The DOJ Wanted Tougher Penalties
The Department of Justice (DOJ), which first filed its antitrust case against Google in 2020, had pushed for far more severe measures. Prosecutors wanted to break up parts of Google’s business, arguing that true competition could only be restored if Chrome or Android were separated from the company’s search business.
They also pushed for Google to be forced to share much more sensitive data—like search algorithms, source code, and synthetic queries—that would allow rivals to better replicate Google’s results. Google countered that such requirements would be the equivalent of “giving away its entire intellectual property,” something CEO Sundar Pichai described as a “de facto breakup” of the search business.
In the end, Judge Mehta settled on a middle ground. His order is narrower than what the DOJ wanted, and it will only last six years. It also falls short of Europe’s Digital Markets Act (DMA), which imposes ongoing obligations on tech giants like Google.
Looking Ahead: What Comes Next
The ruling is not final yet. Judge Mehta has asked both Google Escapes Breakup and the DOJ to submit a revised final judgment by September 10, after which the order will go into effect within 60 days. A technical committee will oversee compliance and ensure Google follows the rules.
But this is far from the end of the story. Google has already signaled it plans to appeal, which means the case could drag on for years—potentially until 2027 or 2028 if it reaches the Supreme Court.
And this isn’t the only legal battle on Google’s plate. The company is also fighting a separate antitrust case over its advertising technology business. Earlier this year, Judge Leonie Brinkema found that Google had illegally monopolized ad-tech markets. Remedies in that case, which may include forced divestitures, will be decided later this September.
In the words of William Kovacic, a former FTC commissioner and professor of competition law, “There are many acts to this play still to come.”
The Bigger Picture: A Shift in Big Tech Regulation
This ruling signals a turning point in how the U.S. courts are willing to handle Big Tech dominance. Instead of dismantling companies outright, regulators are now trying to create conditions where competitors can grow. The question is whether these lighter remedies will be enough to loosen Google’s iron grip on the search market, where it still commands about 90% of global share.
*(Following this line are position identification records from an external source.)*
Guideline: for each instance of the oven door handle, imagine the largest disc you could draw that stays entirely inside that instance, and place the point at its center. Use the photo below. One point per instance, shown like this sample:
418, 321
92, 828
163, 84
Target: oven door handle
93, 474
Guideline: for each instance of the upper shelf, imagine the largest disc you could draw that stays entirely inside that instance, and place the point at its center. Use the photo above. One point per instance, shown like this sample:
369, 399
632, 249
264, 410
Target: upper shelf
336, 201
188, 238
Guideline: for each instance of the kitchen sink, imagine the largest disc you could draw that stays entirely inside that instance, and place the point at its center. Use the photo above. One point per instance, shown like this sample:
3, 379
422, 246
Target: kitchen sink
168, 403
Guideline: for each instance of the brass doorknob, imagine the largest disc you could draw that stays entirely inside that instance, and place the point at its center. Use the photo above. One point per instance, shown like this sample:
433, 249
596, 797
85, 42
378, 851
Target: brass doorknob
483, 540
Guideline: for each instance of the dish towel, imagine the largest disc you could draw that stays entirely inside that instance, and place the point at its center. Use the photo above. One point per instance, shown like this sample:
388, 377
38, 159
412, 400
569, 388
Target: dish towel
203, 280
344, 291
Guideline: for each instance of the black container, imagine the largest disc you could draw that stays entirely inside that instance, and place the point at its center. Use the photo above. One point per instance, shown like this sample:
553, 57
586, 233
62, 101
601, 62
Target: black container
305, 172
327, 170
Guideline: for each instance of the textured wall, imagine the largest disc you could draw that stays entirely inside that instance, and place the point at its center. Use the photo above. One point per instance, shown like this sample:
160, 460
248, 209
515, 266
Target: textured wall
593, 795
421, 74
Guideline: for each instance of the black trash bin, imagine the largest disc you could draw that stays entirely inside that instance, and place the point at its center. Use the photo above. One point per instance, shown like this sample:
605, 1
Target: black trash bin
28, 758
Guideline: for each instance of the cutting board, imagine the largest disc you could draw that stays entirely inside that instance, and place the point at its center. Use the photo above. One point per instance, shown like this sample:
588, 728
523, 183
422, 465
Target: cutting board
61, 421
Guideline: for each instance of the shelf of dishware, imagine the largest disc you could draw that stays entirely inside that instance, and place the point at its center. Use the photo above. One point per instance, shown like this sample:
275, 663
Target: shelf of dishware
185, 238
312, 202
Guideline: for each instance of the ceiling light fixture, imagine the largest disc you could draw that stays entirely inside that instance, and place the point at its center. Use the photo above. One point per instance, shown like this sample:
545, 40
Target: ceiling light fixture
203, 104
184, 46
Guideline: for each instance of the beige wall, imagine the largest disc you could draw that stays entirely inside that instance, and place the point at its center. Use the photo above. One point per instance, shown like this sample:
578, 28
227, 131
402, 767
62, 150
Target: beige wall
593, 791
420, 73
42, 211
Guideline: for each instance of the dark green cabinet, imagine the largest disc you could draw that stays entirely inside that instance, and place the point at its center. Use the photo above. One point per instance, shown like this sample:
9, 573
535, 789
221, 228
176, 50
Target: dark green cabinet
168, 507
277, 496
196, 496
Some argue that this is only the first step in a much larger battle. Others believe the decision is too weak and will do little to change user behavior, since defaults still matter more than anything else.

Either way, this is one of the most important antitrust rulings since Microsoft’s case in the late 1990s, and it will likely shape how regulators approach Amazon, Apple, Meta, and other tech giants in the future.
Past Context: How We Got Here
- 2020 – The DOJ filed its antitrust suit against Google, accusing it of abusing its dominance in search.
- 2021–2022 – Revelations showed Google paid billions (over $20 billion to Apple alone) to secure default placements.
- 2023 – Judge Mehta ruled that Google had acted illegally to maintain its monopoly.
- 2024–2025 – Remedies hearings debated whether Google should be forced to divest Chrome or Android.
- September 2025 – Judge Mehta issued his tentative remedies, stopping short of a breakup but imposing strict behavioral rules.
The Road Ahead
The real test will be whether these remedies truly open the door for rivals to compete—or if Google Escapes Breakup simply finds new ways to maintain its dominance. History shows that monopolies rarely give up ground easily. With another trial on its ad-tech business looming and regulators worldwide keeping close watch, the next few years will be pivotal in deciding how much power one company can have over the way billions of people search the internet.